A group of Black and White abolitionists in Syracuse, New York, broke into a public building and released William “Jerry” Henry around 171 years ago, with the help of townspeople. Jerry, 40, had escaped slavery in Mississippi 17 years before and was working as a barrel maker in Syracuse when he was caught at work by U.S. Marshals on October 1, 1851, and hauled to the Townsend Block along the Erie Canal for a hearing.
He was initially accused of theft, but when he was placed in manacles, he was informed that he was being arrested under the Fugitive Slave Act, which was part of the 1850 Compromise. Even if slaves were in a free state, the statute demanded that they be returned to their masters. The statute also stated that the federal government was in charge of tracking down, returning, and prosecuting fugitive slaves.

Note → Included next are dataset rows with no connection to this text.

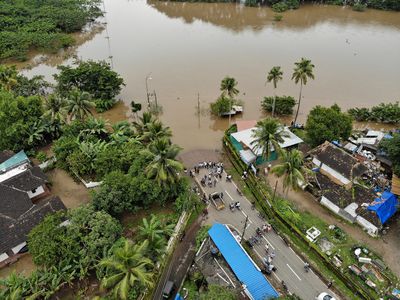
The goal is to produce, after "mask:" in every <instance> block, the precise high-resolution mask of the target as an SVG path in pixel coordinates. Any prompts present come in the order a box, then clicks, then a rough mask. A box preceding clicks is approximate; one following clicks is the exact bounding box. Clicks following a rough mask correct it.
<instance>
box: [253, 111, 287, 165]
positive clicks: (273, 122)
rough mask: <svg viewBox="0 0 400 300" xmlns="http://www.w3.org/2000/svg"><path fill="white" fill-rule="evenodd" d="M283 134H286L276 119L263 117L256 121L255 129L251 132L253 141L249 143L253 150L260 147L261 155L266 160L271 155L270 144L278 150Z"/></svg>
mask: <svg viewBox="0 0 400 300" xmlns="http://www.w3.org/2000/svg"><path fill="white" fill-rule="evenodd" d="M285 136H287V134H286V133H285V132H284V131H283V127H282V125H281V124H279V121H278V119H275V118H265V119H264V120H261V121H258V122H257V125H256V129H255V130H254V132H253V134H252V137H254V141H253V142H252V143H251V144H252V146H253V149H254V150H258V149H261V150H262V156H263V157H264V158H265V159H266V160H268V159H269V157H270V155H271V146H273V147H274V148H275V149H276V150H278V151H279V149H280V146H279V143H282V142H283V138H284V137H285Z"/></svg>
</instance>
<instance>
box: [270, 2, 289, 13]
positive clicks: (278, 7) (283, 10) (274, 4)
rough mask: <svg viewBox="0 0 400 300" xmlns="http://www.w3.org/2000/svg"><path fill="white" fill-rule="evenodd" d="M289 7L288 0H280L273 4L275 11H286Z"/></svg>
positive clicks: (273, 8)
mask: <svg viewBox="0 0 400 300" xmlns="http://www.w3.org/2000/svg"><path fill="white" fill-rule="evenodd" d="M288 9H289V6H288V5H287V4H286V2H283V1H282V2H278V3H275V4H274V5H272V10H273V11H274V12H285V11H287V10H288Z"/></svg>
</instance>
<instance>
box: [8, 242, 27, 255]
mask: <svg viewBox="0 0 400 300" xmlns="http://www.w3.org/2000/svg"><path fill="white" fill-rule="evenodd" d="M25 246H26V242H23V243H21V244H19V245H17V246H15V247H14V248H12V249H11V251H12V252H13V253H14V254H18V252H19V251H21V249H22V248H24V247H25Z"/></svg>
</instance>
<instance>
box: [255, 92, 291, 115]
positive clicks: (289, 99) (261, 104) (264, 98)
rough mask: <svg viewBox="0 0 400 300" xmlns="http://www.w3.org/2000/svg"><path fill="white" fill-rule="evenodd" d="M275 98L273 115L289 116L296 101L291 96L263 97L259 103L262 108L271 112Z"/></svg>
mask: <svg viewBox="0 0 400 300" xmlns="http://www.w3.org/2000/svg"><path fill="white" fill-rule="evenodd" d="M274 98H275V113H276V114H278V115H291V114H292V113H293V107H294V106H295V105H296V100H294V98H293V97H292V96H274V97H264V99H263V100H262V102H261V106H262V108H263V109H264V110H265V111H267V112H271V111H272V107H273V103H274Z"/></svg>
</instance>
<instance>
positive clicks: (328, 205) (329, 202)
mask: <svg viewBox="0 0 400 300" xmlns="http://www.w3.org/2000/svg"><path fill="white" fill-rule="evenodd" d="M320 203H321V204H322V205H323V206H325V207H327V208H329V209H330V210H331V211H333V212H334V213H336V214H339V211H340V207H339V206H337V205H336V204H334V203H332V202H331V201H330V200H329V199H328V198H326V197H325V196H322V197H321V202H320Z"/></svg>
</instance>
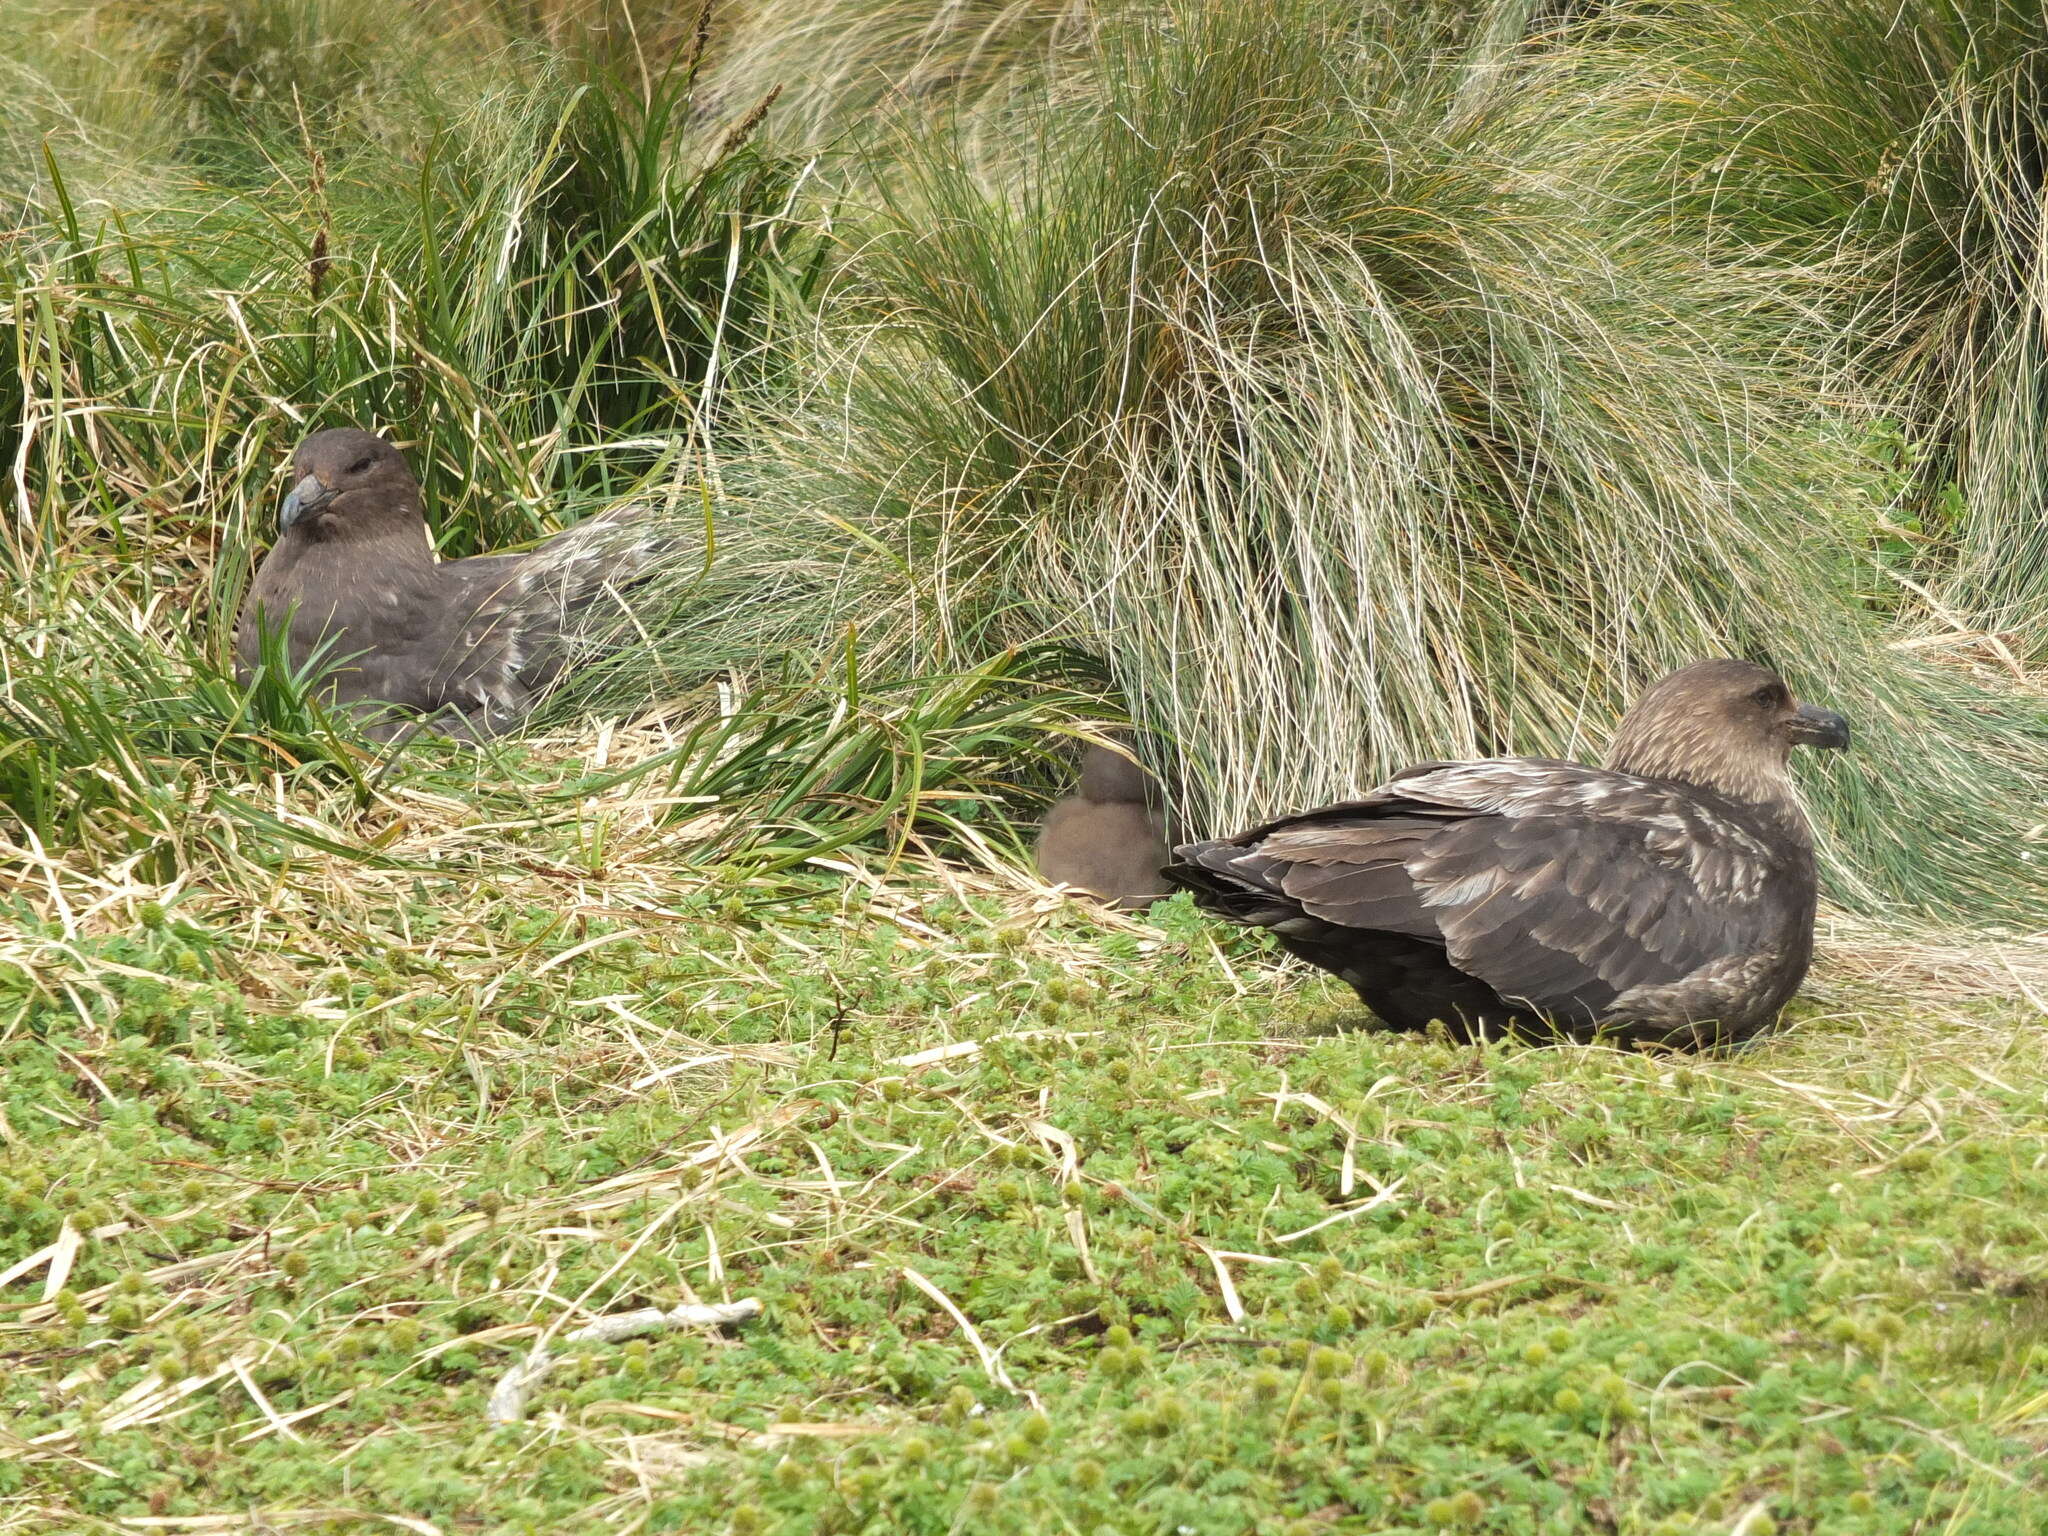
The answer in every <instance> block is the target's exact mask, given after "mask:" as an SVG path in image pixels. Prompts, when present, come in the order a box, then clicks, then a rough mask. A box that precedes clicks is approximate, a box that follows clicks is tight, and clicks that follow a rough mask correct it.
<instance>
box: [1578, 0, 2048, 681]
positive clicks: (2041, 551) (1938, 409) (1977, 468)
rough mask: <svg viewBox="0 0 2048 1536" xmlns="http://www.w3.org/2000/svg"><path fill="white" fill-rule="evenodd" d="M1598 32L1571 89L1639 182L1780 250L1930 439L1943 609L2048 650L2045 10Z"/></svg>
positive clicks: (1902, 417) (1644, 194) (1781, 283)
mask: <svg viewBox="0 0 2048 1536" xmlns="http://www.w3.org/2000/svg"><path fill="white" fill-rule="evenodd" d="M1593 37H1595V41H1597V45H1595V47H1589V49H1585V51H1569V49H1567V53H1565V55H1561V59H1559V61H1561V63H1563V66H1565V70H1567V72H1569V76H1571V78H1569V80H1567V82H1565V84H1563V86H1561V88H1563V90H1567V92H1573V94H1579V96H1581V98H1585V100H1591V102H1597V106H1593V109H1591V111H1589V113H1587V115H1585V117H1583V119H1581V121H1583V123H1585V125H1589V127H1591V133H1589V135H1587V141H1589V143H1591V145H1599V147H1595V150H1593V152H1595V154H1614V156H1616V164H1618V166H1620V172H1618V174H1620V182H1622V188H1624V195H1626V197H1630V199H1634V201H1642V203H1645V205H1659V203H1661V205H1663V207H1667V211H1669V213H1671V217H1673V219H1675V221H1679V223H1681V227H1683V229H1686V233H1688V238H1692V240H1694V242H1702V238H1704V242H1708V244H1710V246H1712V248H1714V250H1718V252H1722V254H1726V256H1733V258H1735V260H1743V258H1747V256H1749V254H1751V252H1757V250H1763V252H1769V254H1772V256H1774V258H1776V266H1778V274H1776V281H1774V287H1776V289H1778V297H1780V299H1782V301H1784V303H1786V307H1788V322H1790V319H1792V311H1796V309H1802V307H1810V309H1808V319H1817V322H1819V324H1821V326H1823V330H1825V332H1827V338H1829V340H1833V342H1835V344H1837V362H1839V367H1843V369H1847V371H1849V375H1851V377H1853V381H1855V385H1853V387H1858V389H1864V391H1868V393H1870V395H1872V397H1874V399H1876V403H1878V408H1880V410H1882V412H1886V414H1888V416H1890V418H1892V420H1894V422H1896V424H1898V426H1901V430H1903V432H1905V436H1907V440H1909V442H1911V444H1913V446H1911V455H1909V457H1911V465H1909V469H1911V477H1909V485H1907V494H1905V496H1903V498H1901V506H1898V508H1896V510H1894V512H1892V530H1890V532H1892V535H1894V549H1896V553H1898V555H1901V557H1903V561H1901V563H1903V565H1905V569H1907V571H1911V573H1913V575H1917V578H1919V580H1921V582H1925V584H1929V586H1931V588H1933V590H1935V592H1937V606H1939V610H1942V616H1944V618H1948V621H1950V623H1958V621H1960V623H1962V625H1966V627H1976V629H1982V631H1991V633H1995V635H2003V637H2005V639H2007V643H2009V645H2013V647H2017V649H2019V651H2023V653H2028V655H2034V657H2040V653H2042V645H2044V639H2042V637H2044V635H2048V543H2044V535H2042V520H2040V516H2038V508H2040V504H2042V496H2044V487H2048V479H2044V475H2048V471H2044V465H2048V455H2044V446H2042V424H2044V420H2048V416H2044V393H2042V375H2044V362H2042V354H2040V317H2042V305H2044V291H2042V276H2040V260H2038V252H2040V242H2042V166H2044V145H2048V119H2044V117H2042V94H2044V84H2048V20H2044V18H2042V12H2040V8H2038V6H2028V4H2009V2H2007V0H1960V2H1958V0H1907V2H1905V4H1894V2H1892V0H1868V2H1866V0H1849V4H1839V6H1772V4H1743V2H1737V4H1690V2H1686V4H1669V6H1667V4H1620V6H1606V8H1602V10H1599V12H1597V31H1595V35H1593ZM1581 70H1589V72H1591V76H1593V78H1595V80H1597V82H1599V86H1597V88H1591V90H1589V88H1587V78H1585V76H1581V74H1579V72H1581ZM1898 535H1905V537H1903V539H1901V537H1898ZM1894 598H1896V594H1894Z"/></svg>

The anti-slavery Liberty Party was having its New York State Convention in Syracuse on the day of Jerry’s arrest. When members of the party and other members of the local community learned about Jerry’s arrest, they decided to have him released from the office of a local United States court commissioner, where he had been sent for arraignment. Their first attempt to liberate Jerry was unsuccessful, as he was quickly apprehended after escaping to the street in shackles.
Jerry was taken to the local courtroom jail by law officials after his failed effort at eluding capture. It was there that the abolitionists plotted their second strategy to free Jerry.

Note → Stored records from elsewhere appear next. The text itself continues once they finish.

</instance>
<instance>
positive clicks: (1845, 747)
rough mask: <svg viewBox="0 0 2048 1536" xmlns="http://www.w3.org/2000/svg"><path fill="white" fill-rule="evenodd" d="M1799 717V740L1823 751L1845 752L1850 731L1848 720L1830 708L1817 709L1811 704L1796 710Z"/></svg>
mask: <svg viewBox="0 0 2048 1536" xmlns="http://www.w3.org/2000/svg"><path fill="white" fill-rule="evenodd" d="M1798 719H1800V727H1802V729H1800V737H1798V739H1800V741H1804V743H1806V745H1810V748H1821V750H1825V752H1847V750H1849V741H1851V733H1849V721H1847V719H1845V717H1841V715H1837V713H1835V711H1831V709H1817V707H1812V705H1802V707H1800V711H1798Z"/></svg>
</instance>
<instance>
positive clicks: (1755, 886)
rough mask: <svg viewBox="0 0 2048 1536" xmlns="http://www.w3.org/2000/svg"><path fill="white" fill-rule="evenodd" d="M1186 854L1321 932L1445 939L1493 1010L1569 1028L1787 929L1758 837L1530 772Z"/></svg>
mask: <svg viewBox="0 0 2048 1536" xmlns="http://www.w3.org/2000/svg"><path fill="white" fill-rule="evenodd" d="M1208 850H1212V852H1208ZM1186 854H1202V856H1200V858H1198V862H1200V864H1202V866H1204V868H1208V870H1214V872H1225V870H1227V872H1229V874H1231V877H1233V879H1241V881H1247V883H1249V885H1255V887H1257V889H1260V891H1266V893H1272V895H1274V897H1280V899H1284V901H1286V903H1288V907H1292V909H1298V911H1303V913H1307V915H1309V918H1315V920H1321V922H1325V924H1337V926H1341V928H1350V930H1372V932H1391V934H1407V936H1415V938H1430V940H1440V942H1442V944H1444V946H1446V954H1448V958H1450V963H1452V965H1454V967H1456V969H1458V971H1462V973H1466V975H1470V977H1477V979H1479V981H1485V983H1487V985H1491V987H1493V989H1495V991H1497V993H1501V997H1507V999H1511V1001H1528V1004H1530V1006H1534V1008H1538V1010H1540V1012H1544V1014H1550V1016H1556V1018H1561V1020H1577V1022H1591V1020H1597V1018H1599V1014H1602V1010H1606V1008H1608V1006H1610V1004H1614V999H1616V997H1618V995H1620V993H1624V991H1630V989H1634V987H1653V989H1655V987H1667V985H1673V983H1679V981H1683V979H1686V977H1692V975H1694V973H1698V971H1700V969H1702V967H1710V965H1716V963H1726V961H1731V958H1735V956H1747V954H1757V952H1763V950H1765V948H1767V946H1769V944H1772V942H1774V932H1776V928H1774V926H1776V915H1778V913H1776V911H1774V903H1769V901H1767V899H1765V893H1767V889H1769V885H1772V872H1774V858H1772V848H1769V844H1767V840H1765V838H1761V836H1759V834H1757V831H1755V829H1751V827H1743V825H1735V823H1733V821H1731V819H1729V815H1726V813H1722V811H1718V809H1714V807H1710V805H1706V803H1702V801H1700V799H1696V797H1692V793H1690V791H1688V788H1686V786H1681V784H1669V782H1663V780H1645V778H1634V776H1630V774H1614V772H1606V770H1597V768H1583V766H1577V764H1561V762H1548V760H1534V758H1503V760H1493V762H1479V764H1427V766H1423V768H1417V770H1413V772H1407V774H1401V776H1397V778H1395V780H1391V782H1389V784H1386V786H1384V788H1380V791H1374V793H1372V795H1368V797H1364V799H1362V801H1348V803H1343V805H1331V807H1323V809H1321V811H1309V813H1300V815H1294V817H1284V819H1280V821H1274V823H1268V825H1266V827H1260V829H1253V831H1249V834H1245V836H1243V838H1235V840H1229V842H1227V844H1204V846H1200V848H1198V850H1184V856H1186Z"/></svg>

Thousands of people gathered in front of the building where Jerry was being held, including members of the Liberty Party who were in town for the anti-slavery convention. The crowd of roughly 2,500 people burst into the jail, liberated Jerry, and helped him flee to Canada after getting a signal from their leaders.
The plan to release Jerry was led by two preachers, according to the Onondaga Historical Association. Jermaine Loguen, a former slave from Tennessee who went on to become a Methodist clergyman in Syracuse, and Samuel May, a Unitarian minister, were the two men. After the initial attempt to release Jerry failed, they devised a new strategy.

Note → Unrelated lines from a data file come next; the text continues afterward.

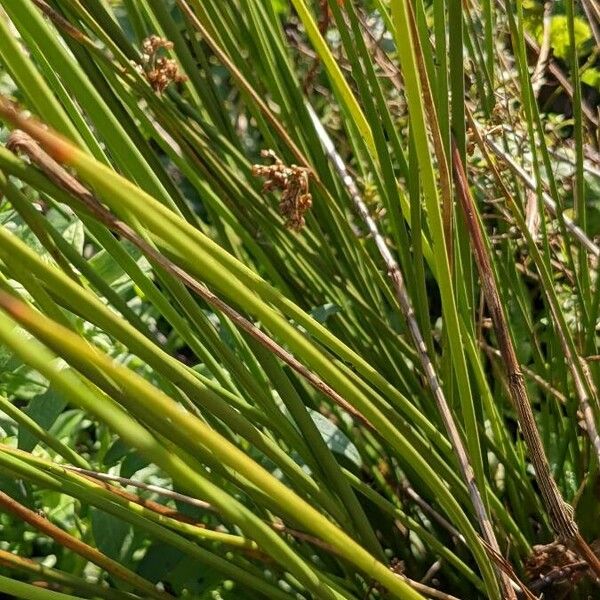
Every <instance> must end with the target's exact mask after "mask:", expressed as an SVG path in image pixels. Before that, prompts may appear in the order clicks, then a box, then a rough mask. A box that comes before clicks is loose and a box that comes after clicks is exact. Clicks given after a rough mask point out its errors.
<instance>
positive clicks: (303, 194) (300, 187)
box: [252, 150, 312, 231]
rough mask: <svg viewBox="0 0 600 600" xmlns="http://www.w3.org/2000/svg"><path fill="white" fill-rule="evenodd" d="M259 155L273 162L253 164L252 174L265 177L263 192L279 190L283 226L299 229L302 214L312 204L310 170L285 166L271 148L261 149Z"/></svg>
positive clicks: (303, 167)
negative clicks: (268, 148)
mask: <svg viewBox="0 0 600 600" xmlns="http://www.w3.org/2000/svg"><path fill="white" fill-rule="evenodd" d="M261 156H262V157H263V158H270V159H272V160H273V164H272V165H254V166H253V167H252V174H253V175H254V176H255V177H263V178H264V179H265V183H264V185H263V192H271V191H273V190H280V191H281V200H280V202H279V212H280V213H281V215H282V216H283V217H285V219H286V221H285V226H286V227H287V228H288V229H292V230H293V231H300V230H301V229H302V228H303V227H304V225H305V219H304V215H305V214H306V212H307V211H308V210H309V209H310V207H311V206H312V194H311V193H310V192H309V177H310V170H309V169H307V168H305V167H299V166H298V165H291V166H289V167H287V166H286V165H284V164H283V162H282V161H281V159H280V158H279V157H278V156H277V155H276V154H275V152H273V150H263V151H262V152H261Z"/></svg>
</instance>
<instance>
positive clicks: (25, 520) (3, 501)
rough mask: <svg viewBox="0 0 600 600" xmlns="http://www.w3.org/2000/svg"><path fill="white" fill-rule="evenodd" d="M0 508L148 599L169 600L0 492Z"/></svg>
mask: <svg viewBox="0 0 600 600" xmlns="http://www.w3.org/2000/svg"><path fill="white" fill-rule="evenodd" d="M0 507H1V508H2V509H4V510H5V511H8V512H10V513H12V514H13V515H15V516H16V517H18V518H19V519H22V520H23V521H25V522H26V523H29V524H30V525H31V526H32V527H34V528H35V529H37V530H38V531H41V532H42V533H43V534H45V535H47V536H48V537H50V538H52V539H53V540H55V541H56V542H57V543H59V544H60V545H61V546H64V547H65V548H69V550H72V551H73V552H75V553H77V554H79V555H80V556H83V557H84V558H86V559H87V560H89V561H91V562H93V563H94V564H96V565H98V566H99V567H101V568H102V569H105V570H106V571H108V572H109V573H111V574H112V575H113V576H115V577H117V578H118V579H121V580H122V581H125V582H127V583H129V584H131V585H133V586H134V587H135V588H137V589H139V590H140V591H143V592H144V594H146V595H147V596H148V597H149V598H157V599H158V600H167V599H172V598H173V596H171V594H168V593H167V592H163V591H161V590H159V589H157V588H156V587H155V586H154V585H152V584H151V583H150V582H149V581H147V580H146V579H144V578H142V577H140V576H139V575H137V574H136V573H133V572H132V571H130V570H129V569H127V568H126V567H124V566H122V565H121V564H119V563H118V562H117V561H114V560H112V559H111V558H108V557H107V556H106V555H105V554H103V553H102V552H100V551H99V550H97V549H96V548H93V547H92V546H90V545H88V544H86V543H85V542H83V541H82V540H79V539H77V538H76V537H74V536H72V535H70V534H68V533H67V532H66V531H63V530H62V529H60V527H57V526H56V525H54V523H51V522H50V521H49V520H48V519H46V518H45V517H44V516H42V515H39V514H38V513H37V512H35V511H33V510H31V509H29V508H27V507H25V506H23V505H22V504H20V503H19V502H17V501H16V500H15V499H14V498H11V497H10V496H9V495H8V494H5V493H4V492H2V491H0Z"/></svg>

“A large crowd assembled in the street, this time armed for a more serious rescue attempt,” according to New York History Net. The door was smashed in with a battering ram, and despite one of the deputy marshals firing pistol shots through the window, it became evident that the crowd was too numerous and determined to be opposed. One deputy marshal fractured his arm jumping from a window to flee the crowd after the prisoner was surrendered. The injured prisoner was brought to Oswego, where he crossed Lake Ontario into Canada and secreted for several days at the home of a local butcher known for his anti-abolitionist sentiments.”
Jerry spent the remainder of his life as a free man in Canada. According to the Syracuse University Special Collections Research Center, his rescue was hailed as “one of the major achievements of the antislavery struggle,” and it “became a vital part of the lore and planning of abolitionists in the region.”
Rev. Samuel J. May gave the following speech to the Onondaga County Convention of Citizens two weeks after the legendary rescue, demonstrating how enthralled the public was to see Jerry released:
“But when the people saw a man dragged through the streets, chained and held down in a cart by four or six others who were upon him; treated as if he were the worst of felons; and learned that it was only because he had assumed to be what God made him to be, a man, and not a slave—when this came to be known throughout the streets, there was a mighty throbbing of the public heart; an all but unanimous uprising against the outrage. There was no concert of action except that to which a common humanity impelled the people. Indignation flashed from every eye. Abhorrence of the Fugitive Slave Bill poured in burning words from every tongue. The very stones cried out.”